Collectively, the team at Gadget Review has spent well over 350 hours setting up, tweaking, and toying around with the 19+ projectors featured on our site. Of those run through the proverbial ringer, we’ve whittled down the results to the five best performers in their respective categories: whether it’s the best looking, the best performing, or the best for buyers on a budget.
Real World Testing That Matters
With so many factors that can affect the final picture quality you get out of a projector, it was important that during our testing we made sure to run each model through a series of real-world scenarios that the average user would encounter in their own living room.
These included running the projector for more than eight hours at a time to see if there was any risk of picture degradation or overheating (perfect for a lazy-Sunday Battlefield Galactica marathon), upping the color and saturation points to try and push out as many rainbow artifacts as possible, as well as running a LX1330B Digital Illuminance lumen meter around the edges and center of the picture to test for brightness hotspots on our 100″ EliteScreens Manual B projector screen.

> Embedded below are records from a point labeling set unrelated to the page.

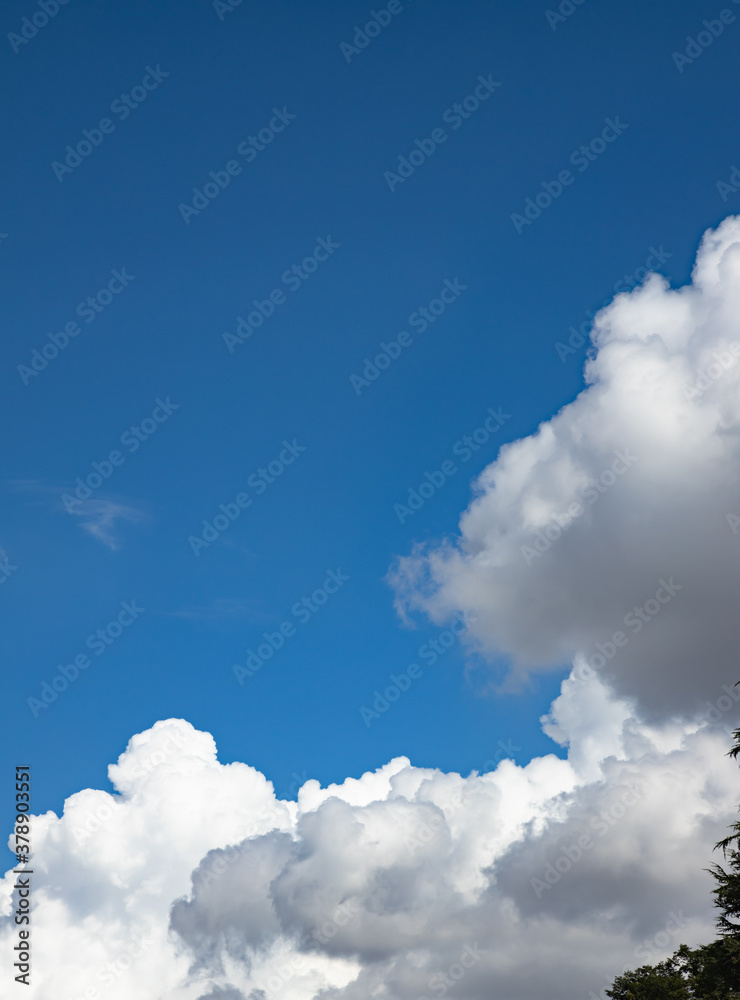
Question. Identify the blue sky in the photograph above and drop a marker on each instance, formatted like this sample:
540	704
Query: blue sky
211	80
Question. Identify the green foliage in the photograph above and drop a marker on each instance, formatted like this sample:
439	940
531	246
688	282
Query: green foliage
712	971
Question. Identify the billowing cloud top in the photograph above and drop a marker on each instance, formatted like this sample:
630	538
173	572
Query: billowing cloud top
608	537
193	882
621	513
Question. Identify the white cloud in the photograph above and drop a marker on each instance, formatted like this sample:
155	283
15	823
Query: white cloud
664	393
100	518
193	881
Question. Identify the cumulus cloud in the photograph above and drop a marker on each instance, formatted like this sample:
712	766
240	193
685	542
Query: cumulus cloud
192	881
617	515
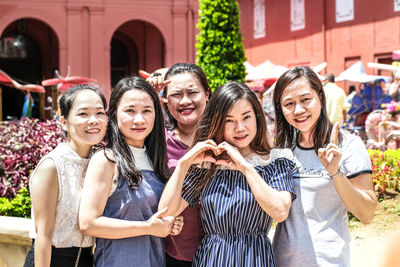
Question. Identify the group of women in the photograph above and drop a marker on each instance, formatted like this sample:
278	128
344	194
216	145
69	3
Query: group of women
211	166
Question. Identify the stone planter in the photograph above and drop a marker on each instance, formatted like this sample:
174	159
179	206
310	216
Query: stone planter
14	241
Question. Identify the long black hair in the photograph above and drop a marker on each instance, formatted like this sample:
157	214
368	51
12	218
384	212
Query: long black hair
180	68
212	123
154	142
286	134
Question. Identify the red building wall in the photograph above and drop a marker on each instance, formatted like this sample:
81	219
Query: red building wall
83	31
373	33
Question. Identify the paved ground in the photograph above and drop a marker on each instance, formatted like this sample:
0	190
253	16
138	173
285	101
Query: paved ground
369	248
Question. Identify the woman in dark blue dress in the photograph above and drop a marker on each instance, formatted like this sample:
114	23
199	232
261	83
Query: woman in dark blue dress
242	184
124	182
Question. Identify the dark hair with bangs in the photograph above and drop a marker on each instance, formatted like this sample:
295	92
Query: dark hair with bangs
154	142
180	68
212	123
286	135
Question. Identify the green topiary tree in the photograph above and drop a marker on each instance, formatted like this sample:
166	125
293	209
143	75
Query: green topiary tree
219	43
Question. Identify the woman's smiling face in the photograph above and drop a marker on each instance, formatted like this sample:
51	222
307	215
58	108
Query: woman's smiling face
187	98
135	115
301	105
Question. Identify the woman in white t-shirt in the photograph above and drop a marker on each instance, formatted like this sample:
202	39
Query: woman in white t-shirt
333	176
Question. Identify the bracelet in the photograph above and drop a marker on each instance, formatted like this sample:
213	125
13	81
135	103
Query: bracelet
336	174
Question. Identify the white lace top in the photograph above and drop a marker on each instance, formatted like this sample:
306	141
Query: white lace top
71	169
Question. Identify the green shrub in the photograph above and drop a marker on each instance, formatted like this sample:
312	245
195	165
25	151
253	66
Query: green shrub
20	206
219	48
22	144
385	169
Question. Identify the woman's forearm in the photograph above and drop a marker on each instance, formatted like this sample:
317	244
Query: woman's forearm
275	203
172	194
357	195
111	228
42	251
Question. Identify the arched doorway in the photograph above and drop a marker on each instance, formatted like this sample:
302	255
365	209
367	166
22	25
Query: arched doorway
136	45
29	54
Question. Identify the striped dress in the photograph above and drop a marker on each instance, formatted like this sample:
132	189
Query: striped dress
235	225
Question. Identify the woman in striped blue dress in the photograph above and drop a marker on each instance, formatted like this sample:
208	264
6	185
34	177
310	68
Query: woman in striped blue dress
242	184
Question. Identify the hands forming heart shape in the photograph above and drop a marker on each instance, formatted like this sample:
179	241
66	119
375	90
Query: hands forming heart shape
222	154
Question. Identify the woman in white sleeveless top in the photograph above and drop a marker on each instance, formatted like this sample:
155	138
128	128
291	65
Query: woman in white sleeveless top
56	183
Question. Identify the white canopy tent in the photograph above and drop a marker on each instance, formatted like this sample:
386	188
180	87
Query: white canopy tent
356	73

Testing With Video Games, TV, Movies and More
Next, we run the projectors through three of the general use cases that consumers are looking for: computer use, TV/movies, and games. Whether it’s using your projector as a massive computer monitor or trying to get the best response times possible during a match of Halo 5: Guardians online, different projectors do better than others in certain situations, which is why it’s important to keep an eye on the specs so you know you’re getting the best possible pick for how you plan on using your projector the most.
How Easy Is It to Mount
After that, we evaluate the actual physical characteristics of the projector itself: how big it is, how heavy, and where it could be most optimally mounted given the fan placement. One mistake some upstart home theater geeks can get wrong is mounting the projector directly behind the heads of people sitting on the couch, not realizing that when a projector turns on it pumps out a whole lot of noise and heat as it tries to keep its big bulb cool.
Measuring Fan Loudness
Speaking of noise, there’s no getting around the fact that even the quietest projectors we’ve tested still need a substantial stereo system to drown out their constant whirr. We use a specialized decibel meter during testing, and will run the projector over the course of an hour before taking the reading to ensure that the fan is working at full capacity.